無處可去,無處可藏,從這日起,光翎開啟了他日複一日的單調生活。
血獸——體內的聲音是這麼稱呼這東西的,他就也跟著這麼叫了——自然是極難對付,雖修為剛剛突破十萬年,可也是先他一步越過了那道分水嶺,到了封號鬥羅的境界。若不是它恐懼月光,不能時時作戰,光翎能否熬到見到第二天的太陽也難說。
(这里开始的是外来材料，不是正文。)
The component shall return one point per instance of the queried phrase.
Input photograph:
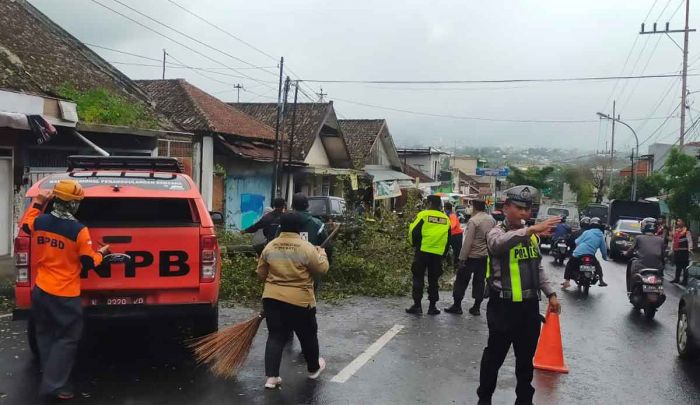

這畜生長了副山一樣的身子,動作起來卻比鳥雀還要靈巧,出招更是勢大力沉令人避之不及,麵對著它,命懸一線也不是什麼稀罕事。一開始光翎還試圖硬抗,得了幾次慘痛教訓,再也不敢逞強充楞,見血獸對那祭壇心存愛惜之意,便借其當做擋箭牌,每每精疲力竭應付不來時,便拚力往壇根躲上一躲,多少也能爭得一些喘息之機。
日日如此纏鬥拉鋸,不知不覺,天上已黑白交替了十幾輪。
某夜。
“呼……”光翎靠在大石上,長長舒出一口氣。
原本齊整的白袍如今早就不能看了,過瀑布、穿山洞、下深淵、戰惡獸,這身衣服跟著他吃足了苦,從上到下血漬、汗漬、水漬、泥漬遍布,破爛襤褸,衣不蔽體,上身效果比戰亂饑荒裡的乞丐還要慘烈些。光翎煩了,乾脆將它全脫了扔在一邊,赤條條地在此處打架、療傷、修煉,實話實說,比穿著衣服還要乾淨方便得多。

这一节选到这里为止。